The big sticking point seems to be compensation.  Specifically the voice actors are looking for secondary compensation, either in the way of an up-front bonus, or residual payment should a game sell over 2 million copies.  According to everything I’ve read a voice actor averages $825.00 for a 4 hour session.  I’ll let that sink in for a moment.  That’s just $200 shy of the national average income for a family…for a week.  While the average family makes $25.90 an hour, a voice actor makes 206.25.

For comparison the average salary for a game developer is just 31.90 an hour at 4o hours a week, and from all reports they put in between 60-80 a week during a development cycle and possibly more if a game is running behind.  There is an enormous disparity between the money a consumer has to buy a game, and the cost it takes to make one, and one of the highest paid 1% wants to get paid more money.  Trust me, the comparison isn’t lost on me when the 1% is asking for more when they already make over 6 times what the 99% does in this situation.

Of course there are two sides to this, and I imagine not every voice actor is making big bucks doing video games exclusively.  Being a writer and freelance journalist, I’m well aware that having a ‘real job’ is a necessity when my dream jobs don’t pay what I need to live on.  I’m sure there’s some balance to be had here, but unfortunately we, the consumer, don’t get much consideration in this at all.  Remember the television writer’s strike back in 07-08?  I do, and we lost a lot of good shows to it, had delays in others, and some good shows took an awful turn and were eventually cancelled.

In that case, there was no worry of a price increase to the consumer, but here there is.  We all know how publishers recoup cost increases for production.  They either raise the price of a game, or they cut corners to save money, and give us a sub-par product.  We already know they’re willing to cut corners when deadlines are looming, and while devs catch the blame it’s ultimately the publisher’s call to cut out a feature or part of a story to get a game to market on time.  They won’t have any qualms cutting if it means keeping production costs down.

Now, with the strike official, we will most likely see delays.  Not immediately because the strike stipulates any games started before February of 2015 can continue, but it’s probably going to effect any games coming middle to late next year.  After this is all sorted out, we could be looking at some sort of price increase to cover the rise in potential costs.  The games industry, despite still being the largest entertainment industry in the world, has been seeing loss of sales for over a year now, so I wouldn’t be surprised if a price hike was already on the way.

We’ve been paying about the same amount for games for the last several years, but there’s been an increase in paid DLC, season passes, microtransactions, and subscription models coming along with that.  Talking to gamers on social media, it’s evident that a lot of gamers are simply priced out of the market and opt to wait for sales rather than buy on day one, and many have chosen to go with indie games exclusively because they tend to run cheaper than AAA titles.

It’s not just the consumer that will feel the brunt of this, I imagine.  The strike is against larger companies like Activision, EA, and Disney, but a lot of smaller development firms produce games under those companies.  For a new, small, or indie development firm, delays in a game, or cancellation of a project, can put them under before they even get a chance to start.  A lot of companies throw everything they have into their first game and if it fails, they’re never heard from again.
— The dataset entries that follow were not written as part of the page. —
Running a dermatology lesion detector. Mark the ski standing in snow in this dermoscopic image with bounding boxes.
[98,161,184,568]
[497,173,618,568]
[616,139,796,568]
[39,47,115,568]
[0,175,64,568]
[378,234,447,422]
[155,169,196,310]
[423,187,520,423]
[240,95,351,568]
Take Visceral Games, a subsidiary of EA.  They have a Star Wars game set to release in 2017, which may actually fall in the time frame of the strike, and I imagine has a great deal of voice acting.  Being the only game we know for sure they’re currently working on, what happens if that project gets delayed indefinitely or worse, cancelled?  Do the devs go unpaid while production halts, or do they keep working unsure, whether the game will go to market at all?  It throws a lot of uncertainty on the market and looks a lot like the little guys, us, and the devs, get to bear the brunt of what amounts to an argument between two groups of people that make more money than any of us wanting more money.  Don’t get me wrong, I’m all for a person making as much money as they can make in their chosen profession, I just don’t much like the tactics used here.

At the end of it all, we really don’t know how long this will go on or what effect it will eventually have.  I hope none.  In a perfect world, everyone will walk away happy, no one will have to spend more on games, and we won’t have to wait for delayed releases.  This is a complicated issue with some real concerns that should be addressed, and others I’m not convinced on myself.  I think there is a larger discussion to be had here about working conditions and compensation, but I think it’s being had by, and about, the wrong people in this scenario.  I don’t think union is the answer for devs, but I certainly think they could stand to get some support from the community and consideration from the companies that hire them.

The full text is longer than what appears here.